Much has been written about state incentives to bring high-tech manufacturer FoxConn to Wisconsin.   Little has been written about proposed local incentives.  The local commitment will likely be significant, so what follows are a few questions that local officials may want to consider.

A Foxconn TID?

The FoxConn plant would be located in a tax incremental finance district (TID) in a Racine or Kenosha county municipality. A TID allows a municipal government to borrow by issuing bonds to pay for infrastructure, such as roads, lighting, sidewalks, and sewers in the district. In some cases, the local government can also provide cash incentives to a developer.  Over the next 20 or so years, property taxes collected within a TID are mostly used to repay borrowing.  Pending legislation asks lawmakers to extend the life of a Foxconn TID to 30 years.

Questions for Locals

Typically, the process of approving a TID takes months or years. Given the desire to place the FoxConn project on a fast track for approval, these questions take on additional urgency.

Q1:  How much local investment will be needed, and do the one or two participating municipalities have the fiscal capacity to handle such a large investment?

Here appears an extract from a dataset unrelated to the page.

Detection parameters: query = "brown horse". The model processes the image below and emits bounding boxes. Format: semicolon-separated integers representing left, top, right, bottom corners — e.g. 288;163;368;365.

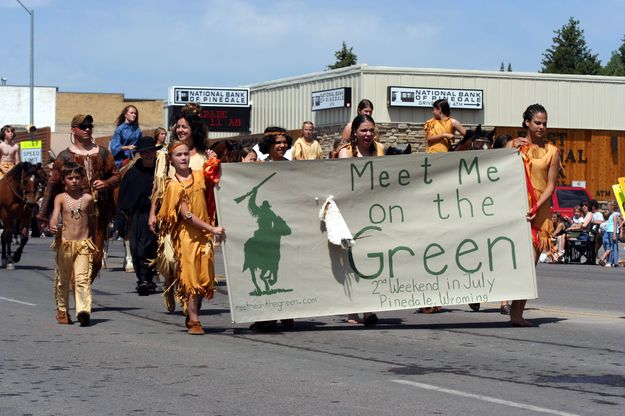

State officials have said the FoxConn “campus” is expected to be at least 1.58 square miles, or roughly the size of Belleville in south central Wisconsin.  While the plant would occupy a major part of that area, the district would still require significant infrastructure, especially since the plant is likely to be built on undeveloped land.  The project could require a record amount of local investment—and borrowing—but how much?

Q2:  How risky would this unusual TID be?

Most TIDs are “successful”:  Property taxes collected over the life of a district are sufficient to pay off borrowing.  A FoxConn plant would likely be a boon to the region and the host municipality.  The plant and other businesses created in the TID could generate billions in tax base sufficient to repay the municipal investment.  A recent TID created in Verona for Epic Systems was repaid ahead of schedule and provided a tax windfall to local governments in the area.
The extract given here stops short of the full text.